Wisłę w Toruniu warto przekroczyć głównie po to, by dostać się na punkt widokowy na stare miasto i ująć jedną z najlepszych miejskich panoram całej Polski.
W klimat Torunia znakomicie wpisuje się jeden z najprzyjemniejszych moim zdaniem browarów restauracyjnych w kraju, Browar Staromiejski Jan Olbracht, ulokowany w XV-wiecznej kamienicy (serce króla Polski, który patronuje temu miejscu, znajduje się w toruńskiej katedrze). Łączy bardzo klimatyczny wystrój z bardzo dobrym jedzeniem i piwem na poziomie wyższym, niż się spodziewałem, po prostu dość wysokim. Poza lekkim diacetylem w pilsie wszystko było na swoim miejscu: bezbłędny witbier, bezbłędny weizen i w końcu piwo piernikowe, które koncepcją zwiastuje słodkiego okrutnika, ale jest zaskakująco w punkt: bardzo piernikowe, ale też bardzo zbalansowane i wciąż mocno piwne, lepsze niż znaczna większość rzemieślniczego nurtu piw pastry.
Jak już jednak wspomniałem, najwnikliwsze zwiedzanie i najdłuższe opisy nie oddadzą Torunia tak dobrze, jak zrobi to długi, niespieszny, wieczorny spacer po jego ulicach, pełen skupienia i wyczulenia na detale budynków.

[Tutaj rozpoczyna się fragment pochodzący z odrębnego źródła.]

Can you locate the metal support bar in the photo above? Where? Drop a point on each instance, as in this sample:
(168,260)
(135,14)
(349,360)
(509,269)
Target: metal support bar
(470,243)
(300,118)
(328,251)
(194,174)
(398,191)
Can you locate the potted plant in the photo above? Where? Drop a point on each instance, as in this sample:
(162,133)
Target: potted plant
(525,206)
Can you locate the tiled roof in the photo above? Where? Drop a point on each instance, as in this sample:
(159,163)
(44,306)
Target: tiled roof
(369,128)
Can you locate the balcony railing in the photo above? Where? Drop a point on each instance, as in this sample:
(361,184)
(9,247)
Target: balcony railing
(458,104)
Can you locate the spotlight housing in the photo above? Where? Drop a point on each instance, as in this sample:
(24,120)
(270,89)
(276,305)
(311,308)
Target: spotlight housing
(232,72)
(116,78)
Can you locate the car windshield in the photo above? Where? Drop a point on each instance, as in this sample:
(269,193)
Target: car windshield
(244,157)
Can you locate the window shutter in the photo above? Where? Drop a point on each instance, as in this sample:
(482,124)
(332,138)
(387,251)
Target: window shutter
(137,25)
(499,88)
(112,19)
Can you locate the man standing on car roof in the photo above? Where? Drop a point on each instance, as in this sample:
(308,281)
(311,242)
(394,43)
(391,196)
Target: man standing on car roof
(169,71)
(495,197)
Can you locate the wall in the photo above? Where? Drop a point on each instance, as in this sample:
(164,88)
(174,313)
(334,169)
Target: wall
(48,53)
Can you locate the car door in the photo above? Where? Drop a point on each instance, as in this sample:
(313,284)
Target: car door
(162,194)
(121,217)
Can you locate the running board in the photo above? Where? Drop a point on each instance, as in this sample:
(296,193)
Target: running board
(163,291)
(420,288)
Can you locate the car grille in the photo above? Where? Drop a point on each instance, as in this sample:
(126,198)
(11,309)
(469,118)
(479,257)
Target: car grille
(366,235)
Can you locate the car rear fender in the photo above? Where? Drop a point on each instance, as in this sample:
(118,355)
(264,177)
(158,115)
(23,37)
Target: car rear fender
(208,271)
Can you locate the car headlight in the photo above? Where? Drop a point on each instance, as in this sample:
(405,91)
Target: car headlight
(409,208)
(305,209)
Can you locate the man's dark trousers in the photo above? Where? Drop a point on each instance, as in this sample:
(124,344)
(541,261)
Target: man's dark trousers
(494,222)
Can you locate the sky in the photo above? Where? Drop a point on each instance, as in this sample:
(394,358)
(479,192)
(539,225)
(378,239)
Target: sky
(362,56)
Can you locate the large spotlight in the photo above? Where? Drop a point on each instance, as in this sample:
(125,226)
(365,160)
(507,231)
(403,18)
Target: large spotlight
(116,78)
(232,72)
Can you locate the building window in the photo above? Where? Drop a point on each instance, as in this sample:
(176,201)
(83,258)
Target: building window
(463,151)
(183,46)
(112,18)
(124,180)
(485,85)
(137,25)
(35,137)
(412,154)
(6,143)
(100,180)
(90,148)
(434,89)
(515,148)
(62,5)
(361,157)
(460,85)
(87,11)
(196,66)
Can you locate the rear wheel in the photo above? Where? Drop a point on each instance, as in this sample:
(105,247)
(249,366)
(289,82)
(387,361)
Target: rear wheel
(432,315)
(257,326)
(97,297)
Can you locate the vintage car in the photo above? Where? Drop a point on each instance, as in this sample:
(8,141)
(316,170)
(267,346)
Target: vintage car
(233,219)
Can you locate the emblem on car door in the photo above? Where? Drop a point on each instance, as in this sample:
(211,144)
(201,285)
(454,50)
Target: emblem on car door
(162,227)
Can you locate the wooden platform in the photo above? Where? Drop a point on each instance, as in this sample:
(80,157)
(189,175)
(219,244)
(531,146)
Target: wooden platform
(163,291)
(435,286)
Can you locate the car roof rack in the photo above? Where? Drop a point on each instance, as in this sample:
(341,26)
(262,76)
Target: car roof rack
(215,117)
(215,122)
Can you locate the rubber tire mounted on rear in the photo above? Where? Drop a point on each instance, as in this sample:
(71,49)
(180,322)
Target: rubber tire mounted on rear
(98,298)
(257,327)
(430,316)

Długo biłem się z myślami, przemierzając po zmroku te ulice i rozważając, które miejsce w rankingu polskich miast powinienem przyznać Toruniowi. Przeciwnikiem w walce o miejsce czwarte była Warszawa, co czyniło spór bardzo problematycznym, bo jest to zarazem chyba najbardziej odmienny od Torunia ze wszystkich uczestników konkursu. Ostatecznie to właśnie jedną ze stolic kujawsko-pomorskiego stawiam w swej głowie tuż za nienaruszalnym podium, minimalnie ponad stolicą. Choć jest tu znacznie, ale to znacznie mniej do zobaczenia i zgłębienia, niż w największym polskim mieście, to podczas gdy Warszawa jest wręcz przykładną reprezentacją nieuniknionych trudów historii, Toruń pozostaje przykładem cudu ocalenia - bo tylko cud mógł sprawić, że w kraju tak rozszarpanym przez wojny możemy gdziekolwiek doświadczać autentycznej atmosfery gotyku.